Les aiguilleurs de l'histoire

 

En créant l'homme libre, Dieu a introduit dans l'univers un facteur radical d'incertitude qu'aucune sagesse divine ou divinatoire, qu'aucune mathématique, qu'aucune prière même, ne peuvent ni prévoir, ni prévenir, ni intégré dans un mouvement préétabli : l'homme libre, c'est l'improvisation faite chair et histoire, c'est l'imprévisible absolu, c'est la limite contre laquelle viennent se heurter les forces directrices du plan créateur, sans que nul ne puisse dire par avance si cette limite consentira à se laisser franchir ou si, par la puissance du barrage qu'elle leur oppose, elle n'obligera pas ses forces créatrices à rebrousser chemin, mettant en danger, par ce choc en retour, le plan créateur dans son ensemble. L'homme libre, c'est le partage des eaux divines : désormais, les eaux d'en bas, séparées de celles d'en haut, vivent de leur vie propre.

Le moment de naissance de ce risque divin, la lecture juive l'aperçoit dans la curieuse interpellation : Faisons l'homme, au verset 26 du premier chapitre de la Genèse. A qui s'adresse Dieu à l'instant solennel de cette délibération, où le projet de l'homme ne semble pas pouvoir se concevoir sans la coopération d'une autre force à la force créatrice divine ? Aux anges, au monde, à lui-même ? Sans écarter a priori aucune de ces hypothèses, la tradition juive indique finalement que l'appel divin s'adresse à l'homme, à cet Adam en-puissance qu'embrasse le projet divin, mais qui ne pourra surgir que d'une coopération entre l'homme et Dieu. Faisons l'homme, ensemble - toi, l'homme, et moi, Dieu - et cette alliance fonde, pour toujours, la liberté de l'homme, dont elle a fait, pour toujours, le partenaire de Dieu.

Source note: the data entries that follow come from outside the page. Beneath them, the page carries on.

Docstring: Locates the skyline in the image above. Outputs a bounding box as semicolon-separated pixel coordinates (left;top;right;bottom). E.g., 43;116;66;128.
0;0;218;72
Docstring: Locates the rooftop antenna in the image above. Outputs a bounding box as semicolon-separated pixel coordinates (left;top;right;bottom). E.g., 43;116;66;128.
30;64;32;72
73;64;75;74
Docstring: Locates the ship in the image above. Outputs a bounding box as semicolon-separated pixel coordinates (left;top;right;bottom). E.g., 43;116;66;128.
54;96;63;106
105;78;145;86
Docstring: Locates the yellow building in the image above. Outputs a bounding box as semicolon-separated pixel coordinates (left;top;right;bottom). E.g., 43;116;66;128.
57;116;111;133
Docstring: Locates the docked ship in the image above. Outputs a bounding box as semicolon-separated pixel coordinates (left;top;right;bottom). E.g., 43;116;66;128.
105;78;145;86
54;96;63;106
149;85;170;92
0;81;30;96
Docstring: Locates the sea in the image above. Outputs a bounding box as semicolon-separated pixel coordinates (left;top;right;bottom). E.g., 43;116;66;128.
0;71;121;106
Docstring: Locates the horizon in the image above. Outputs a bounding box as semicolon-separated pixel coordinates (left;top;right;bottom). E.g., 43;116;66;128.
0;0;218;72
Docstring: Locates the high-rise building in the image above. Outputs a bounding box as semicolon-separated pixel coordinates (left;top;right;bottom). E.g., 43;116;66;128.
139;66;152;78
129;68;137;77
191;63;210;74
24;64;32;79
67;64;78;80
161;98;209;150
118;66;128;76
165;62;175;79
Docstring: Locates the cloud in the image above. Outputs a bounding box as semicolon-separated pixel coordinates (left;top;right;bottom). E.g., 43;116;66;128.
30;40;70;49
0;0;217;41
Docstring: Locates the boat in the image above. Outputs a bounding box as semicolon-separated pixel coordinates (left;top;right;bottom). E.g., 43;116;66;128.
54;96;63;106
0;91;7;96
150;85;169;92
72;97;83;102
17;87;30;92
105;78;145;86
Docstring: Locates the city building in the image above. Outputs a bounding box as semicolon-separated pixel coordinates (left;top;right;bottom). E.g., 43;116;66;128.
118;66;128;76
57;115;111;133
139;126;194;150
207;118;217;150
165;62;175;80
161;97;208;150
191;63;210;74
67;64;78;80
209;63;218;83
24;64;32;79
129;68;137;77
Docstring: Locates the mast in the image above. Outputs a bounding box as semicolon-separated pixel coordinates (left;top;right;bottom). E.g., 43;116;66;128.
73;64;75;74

Dès lors, les phases successives et dramatiques de l'histoire, dans ses premières manifestations, sont autant de moments d'apprentissage de la liberté. Tout se passe comme si Dieu tentait l'homme, l'obligeant à tremper sa liberté tel un acier résistant. Tout se passe comme si Dieu voulait mettre à l'épreuve cette créature qu'il venait d'équiper libre et, la faisant passer par le creuset, s'ingéniait à la durcir davantage, à l'identifier plus fortement encore avec sa liberté. Le grand risque, c'était d'en arriver au point que l'homme et sa liberté ne fissent qu'un et que désormais, avec toutes les conséquence que cela devait fatalement entraîner, l'accès à la nature de l'ange, comme à celle de la bête, fussent définitivement barrés à l'homme. Le grand défi, selon la lumineuse remarque de Maïmonide, c'était que la liberté devînt la loi physique de l'homme, non plus seulement en puissance, mais en acte ; que cette liberté rêvée par Dieu pour l'homme, revêtit l'homme d'un habit réel et concret, qu'elle l'habitât quotidiennement, qu'elle l'accompagnât dans sa pensée, dans sa passion et dans son histoire, et que l'homme ne fût plus déterminé que par une seule contrainte, celle précisément d'être libre. Dans le cosmos, où chaque créature possède sa loi, et ne peut en suivre ni en obtenir d'autre que la sienne, l'homme a pour loi d'être libre : il constitue, dans l'infini paysage de la création, la réserve de la liberté. Indéracinable, à l'abri de toute autre force que la sienne, cette réserve peut infiniment vivre cloîtrée sur elle-même, en un vase clos pacifique.

Mais elle peut aussi déborder, à n'importe quel moment, rompre des barrières, exploser et jusqu'à la fin des temps et jusqu'à la limite des espaces, menacer d'envahir la Création, de l'anéantir ou de la sublimer, de l'arracher à Dieu par un geste brutal ou de la lui ramener en un printemps absolument nouveau, de l'offrir à la damnation ou à la rédemption. Et c'est ce risque, ce grand risque de confier à l'homme, et à lui seul, les clés du choix redoutable, que Dieu prend sur lui au fur et à mesure qu'il interpelle l'homme, au fur et à mesure où d'Adam à Abraham et à Moïse, se noue, se dénoue et se renoue l'essence tâtonnante du dialogue, au fur et à mesure où, selon la forte expression d'Ernst Bloch, Dieu attend dos hommes qu'ils soient les aiguilleurs de l'histoire.